I'm glad the rescue cleared things up, but agree with Emoore that maybe rescue isn't right for LMF if she cannot respond clearing things up without reacting defensively and angrily.


----------



## Prinzsalpha (Jul 6, 2005)

Glad to hear all is well with Remo.


----------



## GSDElsa (Jul 22, 2009)

LMF,

Where were people making things up?


----------



## onyx'girl (May 18, 2007)

I may have missed it, but where did LMF say she was getting Remus neutered? On the other board, she said he was not healthy enough and she didn't have the funds to do so..


----------



## Fodder (Oct 21, 2007)

onyx'girl said:


> I may have missed it, but where did LMF say she was getting Remus neutered?

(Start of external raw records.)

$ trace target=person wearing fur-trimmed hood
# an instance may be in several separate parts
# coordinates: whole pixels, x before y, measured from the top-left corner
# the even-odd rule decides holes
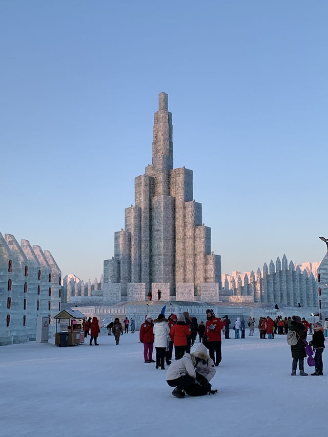
[[[191,354],[191,356],[196,371],[210,381],[215,374],[216,370],[214,362],[208,355],[207,348],[201,343],[196,348],[196,350]]]
[[[168,349],[170,341],[170,328],[169,321],[165,318],[163,314],[159,314],[157,319],[154,321],[154,335],[155,342],[154,345],[156,349],[156,368],[160,366],[162,370],[165,369],[164,360],[165,352]]]
[[[182,358],[171,365],[166,374],[166,382],[170,387],[174,387],[172,391],[176,398],[184,398],[184,390],[195,383],[196,371],[190,353],[185,353]]]

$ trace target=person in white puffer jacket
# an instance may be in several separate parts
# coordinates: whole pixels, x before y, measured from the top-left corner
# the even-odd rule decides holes
[[[237,317],[235,322],[235,338],[240,338],[239,329],[240,329],[240,318]]]
[[[190,353],[185,353],[172,363],[166,374],[166,382],[170,387],[175,387],[173,396],[184,397],[183,390],[196,382],[196,371]]]
[[[170,327],[169,321],[165,318],[163,314],[159,314],[157,319],[154,321],[154,335],[155,342],[154,345],[156,349],[156,368],[160,367],[162,370],[165,370],[164,361],[165,352],[168,347],[170,338]]]
[[[205,377],[208,381],[211,381],[215,374],[214,362],[210,358],[207,349],[203,344],[197,346],[195,352],[191,354],[191,360],[196,371]]]

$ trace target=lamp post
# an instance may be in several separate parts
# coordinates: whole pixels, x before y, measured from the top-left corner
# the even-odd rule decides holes
[[[327,257],[328,258],[328,238],[325,238],[324,237],[319,237],[320,240],[324,241],[327,246]],[[320,283],[320,273],[318,274],[318,282]],[[321,288],[319,287],[318,289],[319,293],[319,319],[320,323],[322,323],[322,315],[321,314]]]

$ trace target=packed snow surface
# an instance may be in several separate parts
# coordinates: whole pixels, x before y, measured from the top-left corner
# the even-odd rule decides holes
[[[211,381],[219,392],[183,399],[171,394],[166,370],[144,362],[137,331],[121,336],[118,346],[113,336],[101,335],[98,346],[88,341],[66,348],[50,343],[1,346],[0,433],[328,435],[327,352],[324,376],[300,377],[298,370],[292,377],[285,336],[262,340],[257,330],[254,337],[248,334],[244,339],[222,339],[222,361]],[[314,371],[306,363],[304,368]]]

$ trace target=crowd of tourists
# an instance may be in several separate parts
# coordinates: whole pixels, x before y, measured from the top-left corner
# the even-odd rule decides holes
[[[167,319],[160,314],[155,320],[150,314],[147,314],[140,327],[139,336],[144,345],[145,363],[155,363],[156,368],[161,370],[165,369],[166,365],[169,366],[166,381],[170,387],[174,387],[172,394],[176,398],[184,398],[186,394],[200,396],[217,392],[217,390],[212,390],[210,381],[216,373],[215,367],[219,366],[222,359],[221,332],[225,339],[230,339],[230,325],[232,325],[235,339],[244,339],[248,326],[249,336],[254,336],[256,322],[253,316],[250,317],[245,325],[243,319],[237,317],[232,323],[228,315],[221,319],[210,308],[207,310],[206,316],[206,322],[201,321],[198,323],[196,318],[191,317],[188,311],[178,316],[172,313]],[[119,344],[120,337],[123,335],[123,327],[125,333],[128,334],[129,325],[131,333],[134,334],[135,324],[132,318],[130,322],[126,317],[121,324],[116,317],[106,327],[108,335],[114,335],[116,345]],[[260,339],[273,339],[275,335],[286,336],[293,358],[292,376],[296,374],[298,366],[299,374],[308,376],[304,371],[304,359],[307,356],[306,348],[310,346],[313,348],[315,353],[315,364],[312,365],[315,366],[315,370],[311,375],[323,374],[322,354],[325,336],[327,336],[328,318],[322,327],[320,322],[310,323],[305,318],[301,319],[298,316],[284,318],[279,316],[274,319],[264,316],[260,318],[257,327]],[[84,322],[84,329],[86,337],[90,330],[90,345],[92,345],[94,340],[95,345],[98,346],[97,339],[100,328],[97,318],[93,317],[91,320],[89,317]],[[306,342],[308,333],[312,335],[310,343]],[[290,341],[292,337],[294,337],[293,342]],[[191,348],[197,338],[199,344],[195,351],[191,352]],[[153,358],[154,348],[155,359]]]

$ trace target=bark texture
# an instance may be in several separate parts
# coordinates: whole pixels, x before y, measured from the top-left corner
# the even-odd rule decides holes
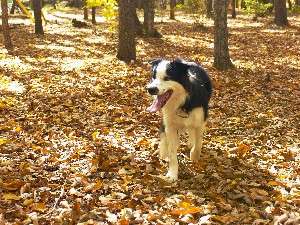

On the other board, she said he was not healthy enough and she didn't have the funds to do so..


i believe she was giving the reason as to why he was left intact initially. too many holes to fill in and figure out at this point... she also said on the other board that should couldnt GIVE HIM AWAY... but then on petfinder, thanks ALL THE GERMAN SHEPHERD RESCUES WHO HAVE COME FOWARD TO TAKE REMUS AND PLACE HIM. 

where was i when he was homeless? creating this post, posting on facebook, forwarding e mails, etc etc... because i cared about REMUS... not tip toeing around someones feelings.


----------



## cagirl (Apr 17, 2010)

Fodder said:


> i believe she was giving the reason as to why he was left intact initially. too many holes to fill in and figure out at this point... she also said on the other board that should couldnt GIVE HIM AWAY... but then on petfinder, thanks ALL THE GERMAN SHEPHERD RESCUES WHO HAVE COME FOWARD TO TAKE REMUS AND PLACE HIM.
> 
> where was i when he was homeless? creating this post, posting on facebook, forwarding e mails, etc etc... because i cared about REMUS... not tip toeing around someones feelings.


From the little time I have been on here I can tell you love the dogs Fodder keep up the good work


----------